Il recueillit 11 461 suffrages.
En 1964 et en 1965, Monteil siégeait à la commission fédérale de
contrôle financier.
En 1964, il était secrétaire départemental adjoint du Mouvement de la
paix, fonction qu’il occupa pendant de nombreuses années avant et après cette
date. Il participa, à partir de 1965 aux campagnes menées par ce mouvement pour
la "Paix au Vietnam". Il présida aussi ce mouvement.

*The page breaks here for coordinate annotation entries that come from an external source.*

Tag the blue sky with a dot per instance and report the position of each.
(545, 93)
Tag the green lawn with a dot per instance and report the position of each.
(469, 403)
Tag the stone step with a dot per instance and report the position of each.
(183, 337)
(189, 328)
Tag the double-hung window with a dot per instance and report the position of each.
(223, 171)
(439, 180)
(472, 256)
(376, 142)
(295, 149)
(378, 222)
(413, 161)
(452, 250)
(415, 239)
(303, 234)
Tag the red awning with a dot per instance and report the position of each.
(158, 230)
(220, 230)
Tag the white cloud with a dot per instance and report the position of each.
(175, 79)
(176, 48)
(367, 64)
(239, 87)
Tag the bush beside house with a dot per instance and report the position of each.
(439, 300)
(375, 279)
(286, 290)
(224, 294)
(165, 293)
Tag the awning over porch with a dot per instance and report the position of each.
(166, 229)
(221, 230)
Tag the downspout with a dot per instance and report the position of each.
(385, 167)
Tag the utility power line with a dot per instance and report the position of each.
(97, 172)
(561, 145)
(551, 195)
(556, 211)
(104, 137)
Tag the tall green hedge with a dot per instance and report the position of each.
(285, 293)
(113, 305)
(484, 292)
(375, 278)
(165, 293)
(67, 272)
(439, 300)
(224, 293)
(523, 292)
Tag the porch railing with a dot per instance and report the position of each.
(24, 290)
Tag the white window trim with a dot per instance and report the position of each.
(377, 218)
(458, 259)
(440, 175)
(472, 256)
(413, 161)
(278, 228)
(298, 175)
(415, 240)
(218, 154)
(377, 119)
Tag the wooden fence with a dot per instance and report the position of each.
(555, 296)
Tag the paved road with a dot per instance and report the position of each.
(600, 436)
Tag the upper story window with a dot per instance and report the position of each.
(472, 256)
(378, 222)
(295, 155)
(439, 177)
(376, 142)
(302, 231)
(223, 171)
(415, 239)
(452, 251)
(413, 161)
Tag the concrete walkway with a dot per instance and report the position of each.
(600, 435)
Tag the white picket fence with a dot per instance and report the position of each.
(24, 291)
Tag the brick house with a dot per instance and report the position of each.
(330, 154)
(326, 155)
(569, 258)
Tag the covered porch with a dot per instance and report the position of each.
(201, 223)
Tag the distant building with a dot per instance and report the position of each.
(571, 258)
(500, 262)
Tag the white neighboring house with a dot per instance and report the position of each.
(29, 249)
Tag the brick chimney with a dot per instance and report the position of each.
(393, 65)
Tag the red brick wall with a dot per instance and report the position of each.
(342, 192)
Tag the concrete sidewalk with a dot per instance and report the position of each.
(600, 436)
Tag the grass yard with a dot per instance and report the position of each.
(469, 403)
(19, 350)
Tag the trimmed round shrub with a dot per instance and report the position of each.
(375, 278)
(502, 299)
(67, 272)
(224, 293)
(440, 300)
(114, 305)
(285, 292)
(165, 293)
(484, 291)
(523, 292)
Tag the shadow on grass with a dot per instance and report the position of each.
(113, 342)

Ce fut surtout en tant que militant syndicaliste que Marcel Monteil
s’illustra. Déjà dirigeant de l’UL-CGT de Perpignan et de la Bourse du Travail
de Perpignan, organismes dont il fut le secrétaire jusqu’en 1974, il devint en
1951 membre du bureau de l’UD-CGT des Pyrénées-Orientales et le demeura
jusqu’en 1969. En 1973, il siégea, en tant que retraité, à la commission
exécutive de l’UD-CGT.
Marcel Monteil s’attacha à préserver la mémoire des FTPF et à faire
connaître l’action de la Résistance. Adhérent dès 1945 de la section
départementale des Amis des FTPF animée par François
Marty et Sentis, il devint le président départemental de l’ANACR dès
sa constitution en 1954. Marcel Monteil fut pendant de nombreuses années l’un
des responsables de l’Association nationale des anciens combattants de la
Résistance des Pyrénées-Orientales. Il la présida jusqu’en 1973, date à
laquelle il céda cette fonction à Raymond
Fournier et Marcel Lantermino.
Marcel Monteil fut très proche de François et Suzanne Marty qui, dans les années 1960, devinrent
de fervents "pro-Chinois" au point de participer à la fondation du
PCMLF. Ce furent les Marty qui possédaient une maison à Valmanya qui
facilitèrent l’achat par Monteil d’une maison dans le village voisin,
Baillestavy. Retraité, Monteil vécut par intermittence dans ce village de
montagne. C’est à Baillestavy qu’il trouva la mort. Il était malade depuis
plusieurs mois, mais était encore actif deux semaines avant son décès. Ses
obsèques civiles eurent lieu à Baillestavy le 4 novembre 1978, en présence de
militants du PCF et de la CGT et d’anciens résistants. On releva la présence du
directeur départemental de l’ONAC, d’Henri Costa secrétaire fédéral du PCF, de Claude
Salmon, secrétaire de l’UD-CGT, de Raymond
Fournier de l’ANACR. Les trois derniers prirent la parole au
cimetière.
Marcel Monteil était marié avec Marie-Rose Fourat. À Baillestavy, il
vécut maritalement avec Lucienne Gélis, mère d’un garçon. Il eut un fils avec
elle qu’il ne reconnut pas. Le nom de Lucienne Gélis est celui qui figure en
premier lieu sur le fairepart de décès de sa famille publié dans le quotidien L’Indépendant.